The essential ingredient of a nuclear fuel is a fissionable material i.e. a substance that readily undergoes fission when struck by neutrons.
Fissile and Fertile:
The only naturally occurring nuclear fuel is uranium which contains two isotopes of U-238(99.3%) and U-235(0.7%). Out of this U-235 only is fissionable by slow neutrons and is called fissile fuel. The remaining isotope U-238 can be converted into a fissionable substance called plutonium (Pu-239) when bombarded by neutrons. Hence U-238 is called Fertile.
Thorium-232 is also fertile material and can be similarly converted into a fissile material called U-233 by nuclear reaction.
The artificial method of increasing proportion of U-235 to U238 is called as enrichment. So enriched uranium fuel means fuel having a higher fissionable content than that of natural uranium. The advantages of enriched fuel are
-Physically smaller reactors can be built.
-More energy can be extracted from the fuel before it is replaced.
-Many of the reactors use slightly enriched uranium. In the BWR type of reactor slightly enriched uranium is used. In our FBTR enriched Uranium is used along with Plutonium.
Other parts of reactor are
Coolants, Heat-exchangers, Pumps, Electrical systems, Reactor control system etc.
Some of the typical reactors used in India for generation of electrical power are:
Boiling water reactor (BWR):
In this reactor the enriched uranium oxide is used as the fuel and light water is used as the coolant and moderator. This is a thermal reactor. The water is circulated by a pump and the water boils in the reactor vessel itself. The steam produced is fed directly to turbine. In BWR, the steam is generated in the core itself.

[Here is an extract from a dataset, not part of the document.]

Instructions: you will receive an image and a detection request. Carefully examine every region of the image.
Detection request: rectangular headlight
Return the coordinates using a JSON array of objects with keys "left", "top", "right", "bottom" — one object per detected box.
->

The reactor pressure vessel has to be strong and is enclosed in concrete containment vessel to prevent hazard from the failure of the pressurised circuit.

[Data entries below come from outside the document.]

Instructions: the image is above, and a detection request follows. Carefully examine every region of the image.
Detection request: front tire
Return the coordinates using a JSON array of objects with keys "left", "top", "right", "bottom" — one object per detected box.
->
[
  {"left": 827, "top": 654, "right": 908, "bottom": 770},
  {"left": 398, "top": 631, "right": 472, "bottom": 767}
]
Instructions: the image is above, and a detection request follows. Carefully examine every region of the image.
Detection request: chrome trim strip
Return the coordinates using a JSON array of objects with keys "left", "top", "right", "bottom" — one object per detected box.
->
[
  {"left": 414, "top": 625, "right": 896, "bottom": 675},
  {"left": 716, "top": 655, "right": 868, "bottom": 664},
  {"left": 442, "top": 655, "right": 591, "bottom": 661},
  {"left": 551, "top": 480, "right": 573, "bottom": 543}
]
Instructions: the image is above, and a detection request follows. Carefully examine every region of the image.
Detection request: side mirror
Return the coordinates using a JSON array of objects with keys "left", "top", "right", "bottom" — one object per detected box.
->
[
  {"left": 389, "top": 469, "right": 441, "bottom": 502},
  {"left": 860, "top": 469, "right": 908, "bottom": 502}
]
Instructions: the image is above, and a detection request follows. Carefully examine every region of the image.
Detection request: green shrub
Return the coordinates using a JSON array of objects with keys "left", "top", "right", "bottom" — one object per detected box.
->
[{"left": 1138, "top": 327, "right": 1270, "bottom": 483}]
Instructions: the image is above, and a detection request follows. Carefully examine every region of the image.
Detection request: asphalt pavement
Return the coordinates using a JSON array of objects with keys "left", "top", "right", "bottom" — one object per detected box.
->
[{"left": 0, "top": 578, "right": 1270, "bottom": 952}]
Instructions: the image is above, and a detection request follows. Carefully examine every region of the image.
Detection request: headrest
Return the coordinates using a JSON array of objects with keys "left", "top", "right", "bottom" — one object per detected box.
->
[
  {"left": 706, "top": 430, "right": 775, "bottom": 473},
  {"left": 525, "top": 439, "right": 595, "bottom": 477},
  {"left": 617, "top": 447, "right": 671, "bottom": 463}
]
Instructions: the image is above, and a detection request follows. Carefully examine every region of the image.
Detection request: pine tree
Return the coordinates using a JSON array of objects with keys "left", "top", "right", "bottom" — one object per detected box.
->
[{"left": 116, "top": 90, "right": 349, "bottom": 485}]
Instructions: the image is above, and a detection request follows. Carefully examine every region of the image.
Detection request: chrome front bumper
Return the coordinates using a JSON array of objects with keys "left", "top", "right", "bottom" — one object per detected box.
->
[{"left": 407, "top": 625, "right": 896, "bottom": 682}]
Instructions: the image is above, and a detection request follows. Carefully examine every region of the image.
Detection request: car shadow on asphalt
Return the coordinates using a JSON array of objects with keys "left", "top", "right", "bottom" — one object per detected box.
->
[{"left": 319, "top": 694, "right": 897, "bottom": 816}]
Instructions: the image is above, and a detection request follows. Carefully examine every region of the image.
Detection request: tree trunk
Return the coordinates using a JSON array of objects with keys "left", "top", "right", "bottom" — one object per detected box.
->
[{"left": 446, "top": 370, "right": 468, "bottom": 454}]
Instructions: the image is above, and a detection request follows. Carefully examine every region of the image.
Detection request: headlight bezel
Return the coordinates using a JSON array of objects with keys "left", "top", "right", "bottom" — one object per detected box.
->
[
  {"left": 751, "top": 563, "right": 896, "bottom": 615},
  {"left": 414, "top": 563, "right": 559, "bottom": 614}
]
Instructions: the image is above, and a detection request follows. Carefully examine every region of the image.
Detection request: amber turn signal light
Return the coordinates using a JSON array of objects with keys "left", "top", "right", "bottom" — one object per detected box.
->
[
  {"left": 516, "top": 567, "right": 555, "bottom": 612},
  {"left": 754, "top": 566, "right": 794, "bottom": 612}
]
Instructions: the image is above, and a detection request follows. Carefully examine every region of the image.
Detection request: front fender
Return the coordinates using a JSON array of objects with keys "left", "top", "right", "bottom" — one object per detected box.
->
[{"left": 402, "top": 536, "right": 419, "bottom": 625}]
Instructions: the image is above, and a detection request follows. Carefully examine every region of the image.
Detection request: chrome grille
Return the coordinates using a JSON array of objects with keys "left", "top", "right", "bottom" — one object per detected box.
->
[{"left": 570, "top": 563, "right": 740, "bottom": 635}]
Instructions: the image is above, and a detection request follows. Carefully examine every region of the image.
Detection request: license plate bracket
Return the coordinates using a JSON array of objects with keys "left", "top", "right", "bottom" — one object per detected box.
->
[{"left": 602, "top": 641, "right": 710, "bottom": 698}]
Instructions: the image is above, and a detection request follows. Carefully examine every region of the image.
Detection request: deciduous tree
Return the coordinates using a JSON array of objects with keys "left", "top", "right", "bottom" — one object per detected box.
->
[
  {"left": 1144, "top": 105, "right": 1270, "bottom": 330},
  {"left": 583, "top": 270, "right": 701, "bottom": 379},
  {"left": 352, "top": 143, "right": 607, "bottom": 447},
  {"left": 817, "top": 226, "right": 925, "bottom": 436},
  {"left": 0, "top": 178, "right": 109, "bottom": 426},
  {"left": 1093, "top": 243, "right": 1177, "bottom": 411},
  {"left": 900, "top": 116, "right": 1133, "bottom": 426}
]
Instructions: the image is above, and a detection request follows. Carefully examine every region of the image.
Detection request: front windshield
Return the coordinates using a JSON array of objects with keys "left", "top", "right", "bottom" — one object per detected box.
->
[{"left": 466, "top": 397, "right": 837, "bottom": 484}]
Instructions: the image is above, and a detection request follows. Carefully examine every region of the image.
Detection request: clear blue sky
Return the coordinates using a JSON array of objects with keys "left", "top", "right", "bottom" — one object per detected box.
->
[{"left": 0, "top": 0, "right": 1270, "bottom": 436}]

The exhaust steam from turbine is condensed and the condensate is sent back to the reactor core through a feed pump. Another pump is used for recirculating the coolant in the reactor vessel before converting to steam.
In Tarapur Atomic power station two BWR’s are used for power generation of 210MWe each.
Pressurized water reactor (PWR):
PWRs keep water under pressure so that it gets heat, but does not boil. Water from the reactor and the water in the steam generator that is turned into steam never mix. In this way, most of the radioactivity stays in the reactor area.
CANDU type reactor:
The series of power reactors developed in Canada are called as “CANDU” reactor in short for Canada-Deuterium-Uranium.
Fast Breeder Test Reactor:
This is test reactor. Fast neutrons cause the fission. The fuel burn-up or depletion is offset to some extent by breeding (i.e. by converting fertile to fissile material). Hence it is named as Fast Breeder Test Reactor (FBTR).